The state’s newest land trust, the East Mississippi Foothills Land Trust (EMFLT), was recently established in the Meridian area and has received status as a tax-exempt organization from the IRS.

“Now that we have that, we can begin to recruit more members, publicize what we’re doing and create much more public awareness,” said Duffee Williams, president of the organization and a Mississippi Power retiree.

In March, an advisory board representing community and environmental leaders from the Pine Belt area met to discuss joining efforts with the Mississippi Coastal Plains Land Trust (MCPLT), one of the largest land trusts in the state – covering most of South Mississippi including the Pascagoula and Pearl River basins. These two large watersheds mirror Mississippi Power’s service area, which runs from the Gulf of Mexico to Meridian.

“The inspiration for those efforts came from the success we’ve seen in protecting the Wolf and Pascagoula river watersheds,” Brautigam said. “It would be wonderful to do the same for the Chunky, Okatoma and Leaf rivers.”

The conservation successes by the Wolf River Conservation Society and MCPLT have been multiplying for several years, with properties totaling over 500 acres and a value of more than $2 million recently being donated to the organizations.

Nationally, there are more than 1,260 local and regional land trusts that protect nearly 6.5 million acres of farmland, wetlands, ranches, forests, watersheds, corridors and other land types.
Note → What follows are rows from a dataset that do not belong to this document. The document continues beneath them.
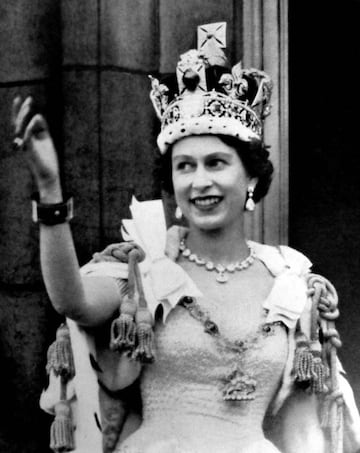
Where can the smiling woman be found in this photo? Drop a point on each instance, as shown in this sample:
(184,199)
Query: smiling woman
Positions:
(232,342)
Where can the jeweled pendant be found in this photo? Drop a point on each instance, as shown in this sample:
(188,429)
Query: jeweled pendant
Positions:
(222,277)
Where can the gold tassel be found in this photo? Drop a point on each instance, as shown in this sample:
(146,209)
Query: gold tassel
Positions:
(145,336)
(123,329)
(303,362)
(61,431)
(59,356)
(320,372)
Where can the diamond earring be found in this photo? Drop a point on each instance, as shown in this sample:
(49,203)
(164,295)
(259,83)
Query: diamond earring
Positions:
(178,213)
(250,203)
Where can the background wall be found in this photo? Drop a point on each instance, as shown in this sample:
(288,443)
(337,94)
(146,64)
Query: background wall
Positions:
(86,63)
(324,155)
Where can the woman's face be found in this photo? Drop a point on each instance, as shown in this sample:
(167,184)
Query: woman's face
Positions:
(210,182)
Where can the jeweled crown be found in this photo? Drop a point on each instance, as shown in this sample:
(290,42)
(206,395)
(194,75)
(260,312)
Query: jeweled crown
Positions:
(211,97)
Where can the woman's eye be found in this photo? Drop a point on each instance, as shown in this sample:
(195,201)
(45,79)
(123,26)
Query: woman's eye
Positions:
(184,166)
(216,163)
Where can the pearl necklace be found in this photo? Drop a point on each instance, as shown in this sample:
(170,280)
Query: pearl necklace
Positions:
(219,268)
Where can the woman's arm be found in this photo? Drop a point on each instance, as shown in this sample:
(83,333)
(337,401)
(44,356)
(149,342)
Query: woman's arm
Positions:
(88,301)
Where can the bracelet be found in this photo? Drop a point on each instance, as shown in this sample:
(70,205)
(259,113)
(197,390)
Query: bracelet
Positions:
(52,214)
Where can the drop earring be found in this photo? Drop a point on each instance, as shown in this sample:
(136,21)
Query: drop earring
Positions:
(250,204)
(178,213)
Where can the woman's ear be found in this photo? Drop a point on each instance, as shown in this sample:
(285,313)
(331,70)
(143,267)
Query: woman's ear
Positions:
(253,182)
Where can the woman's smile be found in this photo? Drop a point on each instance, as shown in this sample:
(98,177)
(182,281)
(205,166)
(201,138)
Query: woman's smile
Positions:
(210,182)
(206,202)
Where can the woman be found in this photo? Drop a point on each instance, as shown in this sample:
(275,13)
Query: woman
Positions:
(236,336)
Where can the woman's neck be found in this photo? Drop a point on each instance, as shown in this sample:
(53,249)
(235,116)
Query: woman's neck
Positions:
(219,246)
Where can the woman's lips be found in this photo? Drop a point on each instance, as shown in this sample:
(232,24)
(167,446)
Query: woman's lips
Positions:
(207,202)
Willow tree planting will help protect riverbank

In March, Mississippi Power employees were planting trees, but not as part of a special environmental celebration. Instead, employees at Plant Eaton in Petal, with the help of the Corps of Engineers, placed willow tree cuttings along the embankment of the Leaf River as an environmentally friendly solution to help reduce erosion on the inclined embankment located north of the plant. The project was necessary to maintain the plant’s access to the river’s flow.

“By using tree cuttings indigenous to the property, these trees will be able to grow at a fairly fast pace – six to eight feet by the end of the summer,” said Ron Herring, environmental specialist, who helped coordinate the permits and work with the Corps of Engineers.

After being soaked in river water to promote the rooting process, the trees were strategically placed to grow in a fashion that will allow the river to rise and recede without significantly eroding that area which leads to the intake structure at the plant.

“Within 18 months, these trees should be fully grown and able to stabilize the embankment,” Herring said. In the meantime, the new roots, which will continue to spread, should help reduce bank erosion this season.

The planting of the willows is the preventative phase of a project started last year when an area of the Leaf River north of the plant’s intake valve was dredged. “This step,” said Herring, “allows us to maintain the natural beauty of the area surrounding the plant, instead of using concrete or other materials normally used to curtail erosion.”